An essential component of cognition and language involves the formation of new conditional relations between stimuli based upon prior experiences. Results of investigations on transitive inference (TI) highlight a prominent role for the medial temporal lobe in maintaining associative relations among sequentially arranged stimuli (A > B > C > D > E). In this investigation, medial temporal lobe activity was assessed while subjects completed "Stimulus Equivalence" (SE) tests that required deriving conditional relations among stimuli within a class (A ≡ B ≡ C).


Stimuli consisted of six consonant-vowel-consonant triads divided into two classes (A1, B1, C1; A2, B2, C2). A simultaneous matching-to-sample task and differential reinforcement were employed during pretraining to establish the conditional relations A1:B1 and B1:C1 in class 1 and A2:B2 and B2:C2 in class 2. During functional neuroimaging, recombined stimulus pairs were presented and subjects judged (yes/no) whether stimuli were related. SE tests involved presenting three different types of within-class pairs: Symmetrical (B1 A1; C1 B1; B2 A2; C2 B2), and Transitive (A1 C1; A2 C2) and Equivalence (C1 A1; C2 A2) relations separated by a nodal stimulus. Cross-class 'Foils' consisting of unrelated stimuli (e.g., A1 C2) were also presented.


Relative to cross-class Foils, Transitive and Equivalence relations requiring inferential judgments elicited bilateral activation in the anterior hippocampus while Symmetrical relations elicited activation in the parahippocampus. Relative to each derived relation, Foils generally elicited bilateral activation in the parahippocampus, as well as in frontal and parietal lobe regions.


Activation observed in the hippocampus to nodal-dependent derived conditional relations (Transitive and Equivalence relations) highlights its involvement in maintaining relational structure and flexible memory expression among stimuli within a class (A ≡ B ≡ C).

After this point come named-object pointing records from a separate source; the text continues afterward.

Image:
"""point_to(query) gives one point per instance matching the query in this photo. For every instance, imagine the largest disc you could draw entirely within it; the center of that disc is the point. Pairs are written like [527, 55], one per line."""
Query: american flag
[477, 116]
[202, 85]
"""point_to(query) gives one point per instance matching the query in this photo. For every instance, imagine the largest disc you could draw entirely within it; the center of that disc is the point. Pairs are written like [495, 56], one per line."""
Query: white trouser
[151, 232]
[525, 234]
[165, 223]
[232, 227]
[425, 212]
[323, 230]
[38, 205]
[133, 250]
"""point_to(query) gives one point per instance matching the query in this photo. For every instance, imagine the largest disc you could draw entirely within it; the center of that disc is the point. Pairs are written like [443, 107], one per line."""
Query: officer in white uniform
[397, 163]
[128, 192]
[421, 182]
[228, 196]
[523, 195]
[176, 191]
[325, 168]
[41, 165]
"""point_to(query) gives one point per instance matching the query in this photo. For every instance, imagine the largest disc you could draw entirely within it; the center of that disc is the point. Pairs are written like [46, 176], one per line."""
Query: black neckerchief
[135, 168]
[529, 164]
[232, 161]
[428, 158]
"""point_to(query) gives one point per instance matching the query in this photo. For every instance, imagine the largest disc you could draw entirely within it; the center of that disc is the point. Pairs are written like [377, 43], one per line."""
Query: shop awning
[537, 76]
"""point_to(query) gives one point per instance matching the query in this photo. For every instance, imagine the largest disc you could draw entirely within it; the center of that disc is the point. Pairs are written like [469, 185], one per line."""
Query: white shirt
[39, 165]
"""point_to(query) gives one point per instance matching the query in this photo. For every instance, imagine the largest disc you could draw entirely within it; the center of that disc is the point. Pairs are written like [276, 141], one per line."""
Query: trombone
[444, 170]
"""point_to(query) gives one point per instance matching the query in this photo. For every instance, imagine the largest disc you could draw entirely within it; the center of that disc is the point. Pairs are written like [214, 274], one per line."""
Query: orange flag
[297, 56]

Considerable evidence highlights a role for the hippocampus in mediating our ability to derive relations among stimuli [16] and maintaining representational flexibility [7]. These two skills underlie many types of complex performances and successful functioning of humans, and have previously been studied with serial transitive inference (TI) paradigms. While this type of derived relational responding [8] is ubiquitous in everyday life, it is also the focal point of many Stimulus Equivalence (SE) based clinical-educational interventions, which are designed to teach children and individuals with cognitive dysfunction conditional relations among dissimilar stimuli, such as words, pictures and objects. For example, during SE training an individual may learn that when presented the spoken word 'cat' (sample stimulus A1), selection of the printed word "CAT" (comparison B1), but not the printed word "DOG" (comparison B2) produces reward. This differential reinforcement procedure establishes the auditory-visual conditional relation A1:B1. With additional training, a second visual-tactile conditional relation may be established between the word "CAT" (sample B1) and the tactile properties of a real feline (comparison C1), relative to a canine (comparison C2), resulting in the conditional relation B1:C1. Decades of basic and clinical research has shown these trained 'premises' lay the foundation for the emergence of several new conditional relations that include Symmetry (B1:A1 and C1:B1), Transitivity (A1:C1), and Equivalence (C1:A1) ([9], but also see 8 for a different perspective). Thus, the resulting stimulus class (A1 ≡ B1 ≡ C1) contains elements that are conditionally related, but not hierarchically or sequentially related, which markedly differs from serially ordered stimuli employed in TI paradigms (e.g., A > B > C > D > E)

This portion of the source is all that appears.